# install de .hqx



## Membre supprimé 2 (9 Juin 2000)

Bonjour, etant novice dans les mac,
comment installer netscape 
récuperé sur un cdrom ou le fichier est un .hqx, 
quand je clique dessus il me demande avec quelle appli je veux l'ouvrir , idem pour le .bin 
alors que c directement recuperer à partir du site de netscape

petite indication (je le telecharge et grave l'appli à partir d'un PC)

faut il  un decompacteur
sachant que sur la machine je n'ai rien pour decompacter donc pas de BinHex decoding utility et que je n'ai qu'un pc connecté au net

bonjour l'angoisse

Please HELP

Merci d'avance


----------



## szamcha (9 Juin 2000)

oui, il faut un décompacteur... 
Stuffit expander par exemple qui doit déjà se trouver sur ta machine


----------



## JackSim (9 Juin 2000)

Le logiciel qu'il te faut pour décoder tous les fichiers compressés ou encodés venant d'internet est le freeware StuffIt Expander.

Le problème est que si tu le télécharges, tu ne pourras de toute façon pas le décoder lui-même et donc tu ne seras pas plus avancé.

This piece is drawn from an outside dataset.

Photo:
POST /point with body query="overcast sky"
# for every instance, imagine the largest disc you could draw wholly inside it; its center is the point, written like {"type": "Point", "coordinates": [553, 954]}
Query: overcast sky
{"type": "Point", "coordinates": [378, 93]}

Essaie de le trouver sur un CD-Rom de magazine.

Autrement, StuffIt existe aussi pour PC, essaie de décoder/décompresser les fichiers sur le PC avant de graver...



------------------
*JackSim*
lede.ch


----------



## ficelle (9 Juin 2000)

oui, oui...
mais alladin.sys propose quand meme une version autoextractible de stuffit lite sur son site.
a+


----------